On April 28, the Spanish electrical grid went down, taking with it Portugal and part of Spain. The power was out for most of an afternoon. Nobody knows why — formal inquiries are underway — but some have already blamed Spain’s reliance on renewable energy, which does flow into the grid differently than more conventional sources. For details on all this, see my Monday column. Here’s what we need to know politically: Virginia Republicans were already going to run against the Clean Economy Act, the Democratic-sponsored 2020 law that mandates a carbon-free electrical grid by 2050. Their line of attack was going to be that the transition to renewable energy has driven up costs. Democrats counter that renewable energy is cheaper and ought to lower costs. Regardless, Republicans can now point to the Spanish blackout and claim that renewables are simply unreliable. For now, that’s not proven, but if one of the formal inquiries comes back with that conclusion (either in whole or in part), then what started at a single substation in Granada, Spain, could impact Virginia’s fall elections.

There are a lot of things that campaigns can control — their own messaging. There are things they can’t control but can anticipate — how the other side is likely to respond, for instance. What always worries campaigns is some outside event over which they have no control and which they can’t anticipate — the so-called “black swan” events. Depending on what the reports say, the Spanish blackout could be one of those.

All 100 seats in the House of Delegates are up for election this fall, and the current balance is the bare minimum: 51-49 in favor of Democrats. In practice, there aren’t many seats, maybe a half-dozen, that are truly competitive. Those are the ones that will determine the makeup of the next House. However, Democrats have fielded candidates for all 100 seats, thanks largely to the recruiting efforts of a California doctor, Fergie Reid Jr., the son of former Del. Fergie Reid, D-Richmond, the first Black legislator in the House since the 19th century. Republicans, by contrast, are only contesting 70 or so seats.

There are philosophical differences involved here: Some believe a party has an obligation to offer a choice in every district, even ones that strongly tilt the other way. Others believe a party shouldn’t waste its efforts on no-win districts.

However, there’s a practical dimension to this in a gubernatorial year: By having House candidates in every district, Democrats have someone locally who can help boost turnout. Democrats don’t expect to win in rural areas, for instance, but if a losing House candidate can help Spanberger pick up a few extra votes she wouldn’t have already gotten, that could help in a close election. Democrats will have that advantage in parts of Southwest and Southside Virginia; Republicans won’t have the same thing helping them in, say, deep blue parts of Northern Virginia.

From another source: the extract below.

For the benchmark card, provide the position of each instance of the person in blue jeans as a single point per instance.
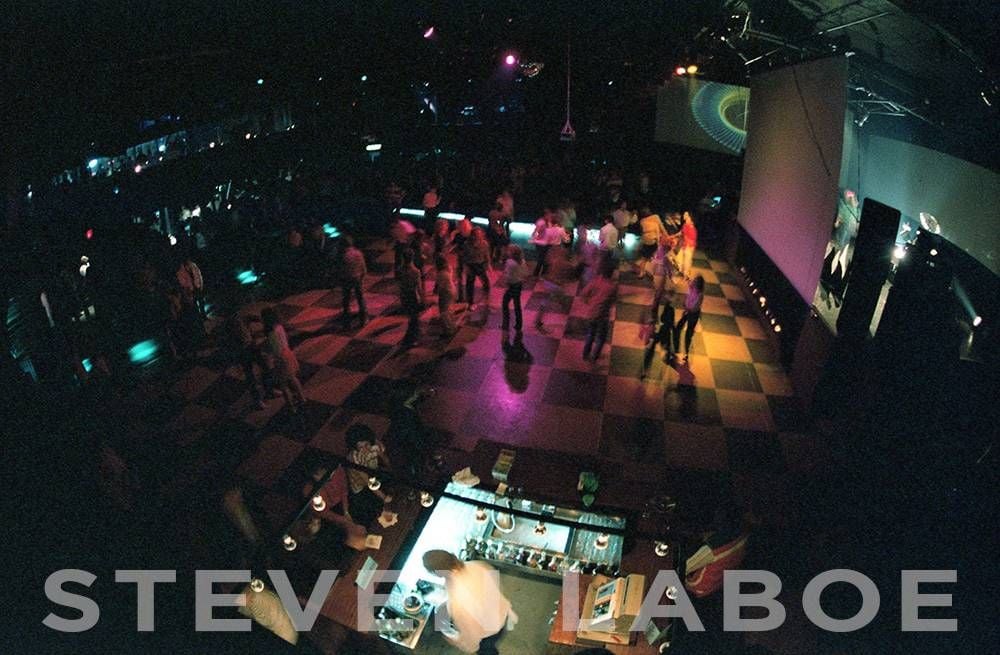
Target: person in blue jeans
(600, 295)
(514, 274)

John Curran, a James City County business consultant, failed to make the ballot for the Republican nomination for lieutenant governor. He didn’t submit enough signatures. He now blames a staffer for failing to turn in their petitions and says he’s embarked on trying to get on the ballot this fall as an independent. If he does, that could potentially draw votes away from John Reid, the official Republican nominee. Some in the evangelical community aren’t keen on Reid, who is gay.

The odds of Curran winning are virtually nil — independents simply don’t win except under the rarest of circumstances — but, in a close race, he could keep Reid from winning.

None of this impacts the governor’s race, except to the extent that it further highlights Republican uneasiness over Reid. Earle-Sears has distanced herself from her official running mate, saying, “We all have our own race to run.” You can bet that a few days after the June 17 primary, Spanberger will make a point of standing with the winners of the Democratic Party’s primaries for lieutenant governor and attorney general, holding hands aloft in a show of unity that Republicans have so far avoided. A Curran candidacy — if he makes the fall ballot — would be a daily reminder of that Republican discomfort, whatever size it may or may not be.